4. Page 12, Figure 1: Again, the confusion remains between Phase 2/3 and Phase 3.

5. Page 8, line 5 from bottom. I am not sure that statistical significance tests are required (see below). However, it is better to interpret the actual p-value rather than state “We defined p < 0.05 as statistically significant”. I suggest omit this phrase.

6. Page 14, Table 3: It would be useful to quote the statistical package used for the calculation of the exact CIs.

7. Page 14, Table 3: Too much precision clouds the message. I suggest replacing, for example, 99.11 (95.13 – 99.98) by 99.1 (95.1 – 100) although quoting these CIs is unnecessary. However, what would be useful is to quote their difference 99.11 − 95.36 = 3.75 with its 95%CI 1.02 to 6.47 and the corresponding p-value = 0.0070. I suggest a better format for Table 3 might be:

Type of Trial Yes (%) No (%) Difference 95%CI p-value

Industry Sponsor 99.1 95.4 3.8 1.0 to 6.5 0.068

USA 96.1 96.2 −0.2 −3.7 to +3.3 0.92

Therapeutic 96.2 95.5 0.8 −4.6 to +6.1 0.76

Multicentre 95.0 98.0 −3.0 −6.1 to +0.2 0.092

Technical note

When comparing differences between proportions which involve any values close to 100% (and or 0%) cause technical problems. Thus, there are several approaches to these calculations and these may give differing p-values. The Exact method is one the authors refer to in their Table 3 which seems entirely appropriate. However, my calculations above have used the statistical package Stata to obtain the p-values which differ somewhat from those of the author. As I indicate above, I am not sure it is necessary to calculate the p-values. Interpretation should focus on the magnitude of the differences and their CIs.

Reviewer #2: Interesting, well researched and timely manuscript. Clearly written. Conducive to a follow up paper in 12-18 months (6 months is a relatively short period of time), to see whether a longer snapshot e.g 12 or 24 month timeframe changes the results/conclusions.

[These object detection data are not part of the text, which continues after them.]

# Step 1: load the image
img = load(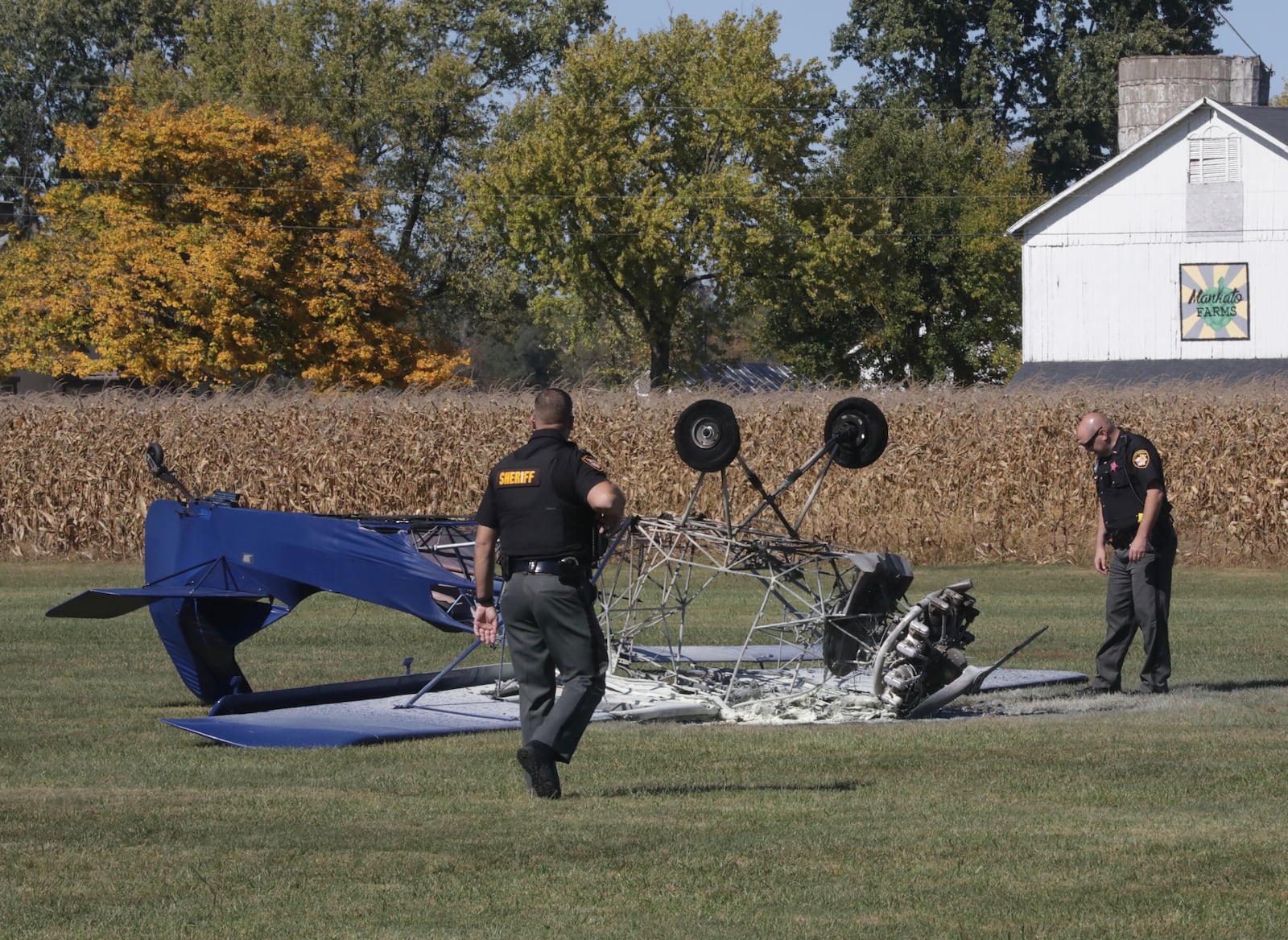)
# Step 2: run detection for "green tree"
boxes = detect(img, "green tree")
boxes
[469,13,865,384]
[0,0,192,232]
[832,0,1230,191]
[765,111,1041,384]
[0,88,465,388]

Reviewer #3: This article described an analysis on early trials of COVID-19 and their informativeness. I would like to congratulate the authors an important piece of work describing potential shortcomings in trial design, recruitment, and potential redundancy. The protocol for this work has been prospectively registered, and there is a clear list of protocol deviations. The manuscript is well-written and easy to follow. I have a few comments for the authors to consider.

Abstract:

The abstract could be refined to be more informative as a standalone. It would be helpful to include some more specific information on how the three criteria on informativeness were defined, and how the cohort was created (eligibility criteria? Random selection of trials or own trials?).

Methods: Did the authors adhere to a reporting checklist (e.g. STROBE or PRISMA)? It would be good to include this checklist as a supplement.

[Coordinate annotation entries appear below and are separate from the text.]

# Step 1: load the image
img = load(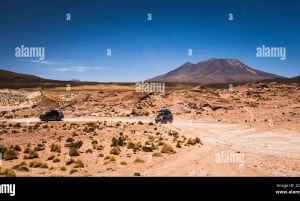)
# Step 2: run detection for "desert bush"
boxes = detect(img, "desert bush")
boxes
[104,155,116,161]
[65,140,83,149]
[160,144,175,154]
[168,130,179,138]
[13,161,29,172]
[29,161,48,168]
[66,137,74,142]
[152,152,163,157]
[0,168,16,177]
[110,147,121,155]
[142,145,155,152]
[73,160,84,168]
[3,149,18,161]
[14,123,22,129]
[66,158,74,165]
[70,168,78,174]
[69,147,80,156]
[0,145,8,154]
[148,122,154,126]
[52,157,60,163]
[185,137,202,145]
[85,149,93,154]
[23,146,30,154]
[50,143,60,153]
[33,144,45,151]
[14,145,22,151]
[134,157,145,163]
[195,137,203,145]
[120,161,127,165]
[127,142,135,149]
[47,154,55,161]
[24,150,39,159]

Eligibility criteria: The inclusion and exclusion criteria should be listed in the manuscript, and not only provided in a supplement. The reasoning behind the choice of eligibility criteria is unclear, and should be elaborated. I wonder if some of the choices impede generalizability of results. For instance, study phase is a criterion that is usually only filled in for drug trials on trial registries, other trials often chose the option ‘not applicable’. I wonder if by restricting this analysis to certain phase trials, information on other trials was lost? In addition, restricting to Phase 1/2-3 & only trials testing for efficacy may exclude non-drug interventions such as public health messaging trials. Why were behavioral interventions, dietary supplement and Chinese medicine trials excluded?

Search string: It is unclear how trials were identified on ClinicalTrials.gov. Were filters used (e.g. COVID-19 or Phase filters?). Or did the authors include all registrations within a time frame?

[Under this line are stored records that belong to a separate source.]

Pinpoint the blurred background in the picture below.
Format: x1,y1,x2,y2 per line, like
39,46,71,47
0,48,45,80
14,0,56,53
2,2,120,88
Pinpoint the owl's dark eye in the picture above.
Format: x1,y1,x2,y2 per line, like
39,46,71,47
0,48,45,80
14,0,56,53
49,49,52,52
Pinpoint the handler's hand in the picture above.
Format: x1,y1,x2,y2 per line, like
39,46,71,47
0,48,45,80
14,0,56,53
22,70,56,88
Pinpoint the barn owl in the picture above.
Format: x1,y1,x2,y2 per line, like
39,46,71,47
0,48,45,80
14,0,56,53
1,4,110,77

Trial screening and coding of outcomes: What was the agreement between screeners? How were disagreements resolved? Were informativeness measures also assessed by two screeners (this is implied but not explicit)? How was the agreement?

Informativeness concepts: The authors refer the reader to information on ‘Informativeness articulated elsewere’ (p.6), to understand the assessed concepts. Since this is a core construct that is required to be understood to understand this paper, I would recommend introducing these concepts and what they mean in detail in the introduction.

Redundancy: I have some reservations about the assessment of this concept. Replication in research is crucial, and often trials (and particularly early trials) do not have sufficient sample size to conclusively answer a research question.

A trial is only redundant, if high certainty evidence exists that an intervention is effective or not effective (as evaluated by GRADE). This does not seem to have been assessed in this case. If certainty of evidence is low, additional replication trials are crucial to ensure early findings were not purely contextual or chance findings (and thus, they are not redundant in this case). For this reason, I would interpret this criterion very carefully.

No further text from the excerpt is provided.